26 - fev - 2009

Campanha da Fraternidade foca segurança

  • Pela primeira vez, o Santuário Nacional de Aparecida, a 164 km São Paulo, recebeu o lançamento nacional da Campanha da Fraternidade. Tradição entre os católicos, a campanha é organizada pela Conferência Nacional dos Bispos do Brasil (CNBB) e realizada desde a década de 1960, sempre durante a quaresma.

    Neste ano, o tema é ‘Fraternidade e Segurança Pública’. Além de propor a busca pela paz, a campanha deve dar chance para para que católicos reflitam e denunciem até mesmo crimes contra a ética e a gestão pública.

    O lançamento ocorreu durante missa com cerca de cinco mil pessoas no Santuário Nacional. Ela foi celebrada por Dom Raimundo Damasceno Assis, arcebispo de Aparecida, e também pelo secretário-geral da CNBB, Dom Dimas Lara Barbosa.

    Inspirado pelo tema segurança, as atividades da campanha devem abrir espaço para que católicos reflitam sobre assuntos variados, que vão desde a imunidade parlamentar para crimes comuns e até mesmo propor um novo modelo de Justiça com aplicação de mais penas alternativas. As ações e debates serão realizados em dioceses e paróquias do Brasil durante as missas e também em encontros de formação em grupos de pastorais.

    Paz positiva - Em Aparecida, Dom Dimas Lara Barbosa foi o responsável pela homilia que apresentou a campanha e destacou os principais objetivos do período de reflexão que vai até a Páscoa. “É preciso construir a paz positiva e não a paz da violência”, afirmou dom Dimas.

    Segundo o secretário-geral, a campanha vai discutir todo tipo de violência. “Há o problema da violência doméstica em que a criança e a mulher são as maiores vítimas. Há ainda a violência simbólica que criminaliza as pessoas que moram nas favelas”, explicou.
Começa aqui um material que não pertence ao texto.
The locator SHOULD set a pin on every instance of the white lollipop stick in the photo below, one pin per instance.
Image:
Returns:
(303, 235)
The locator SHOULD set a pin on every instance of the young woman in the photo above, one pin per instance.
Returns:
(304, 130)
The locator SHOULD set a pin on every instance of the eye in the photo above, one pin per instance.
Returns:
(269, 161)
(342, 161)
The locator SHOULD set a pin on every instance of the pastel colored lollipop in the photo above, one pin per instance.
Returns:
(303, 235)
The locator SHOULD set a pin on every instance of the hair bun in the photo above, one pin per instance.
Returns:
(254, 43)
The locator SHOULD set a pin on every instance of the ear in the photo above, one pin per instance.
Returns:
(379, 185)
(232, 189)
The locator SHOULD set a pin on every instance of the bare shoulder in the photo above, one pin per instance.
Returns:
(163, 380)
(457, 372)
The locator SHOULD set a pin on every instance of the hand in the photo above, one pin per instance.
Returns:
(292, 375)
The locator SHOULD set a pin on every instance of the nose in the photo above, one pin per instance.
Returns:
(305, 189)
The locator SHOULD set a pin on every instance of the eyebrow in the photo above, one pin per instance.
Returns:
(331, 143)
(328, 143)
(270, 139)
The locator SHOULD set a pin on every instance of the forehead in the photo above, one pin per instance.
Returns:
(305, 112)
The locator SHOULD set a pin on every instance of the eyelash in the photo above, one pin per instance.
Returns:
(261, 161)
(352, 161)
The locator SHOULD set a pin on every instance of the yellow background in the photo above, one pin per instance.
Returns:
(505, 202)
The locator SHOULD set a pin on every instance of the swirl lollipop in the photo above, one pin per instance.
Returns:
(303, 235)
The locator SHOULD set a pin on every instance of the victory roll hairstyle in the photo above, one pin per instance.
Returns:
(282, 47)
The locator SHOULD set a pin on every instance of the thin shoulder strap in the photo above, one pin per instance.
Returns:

    Dom Dimas lembrou também que a Segurança Pública não é uma responsabilidade apenas do governo, mas de toda a sociedade. Ele disse que é preciso vencer a indústria do medo. ‘Constatamos com tristezas que algumas chagas não são exclusivas do Brasil, como o crime organizado, a corrupção e a violência’, sublinhou.

    Para o secretário, políticas públicas são um caminho para a segurança, mas ‘não bastam’. Para ele, o tema não diz respeito apenas aos órgãos do governo, mas a toda sociedade.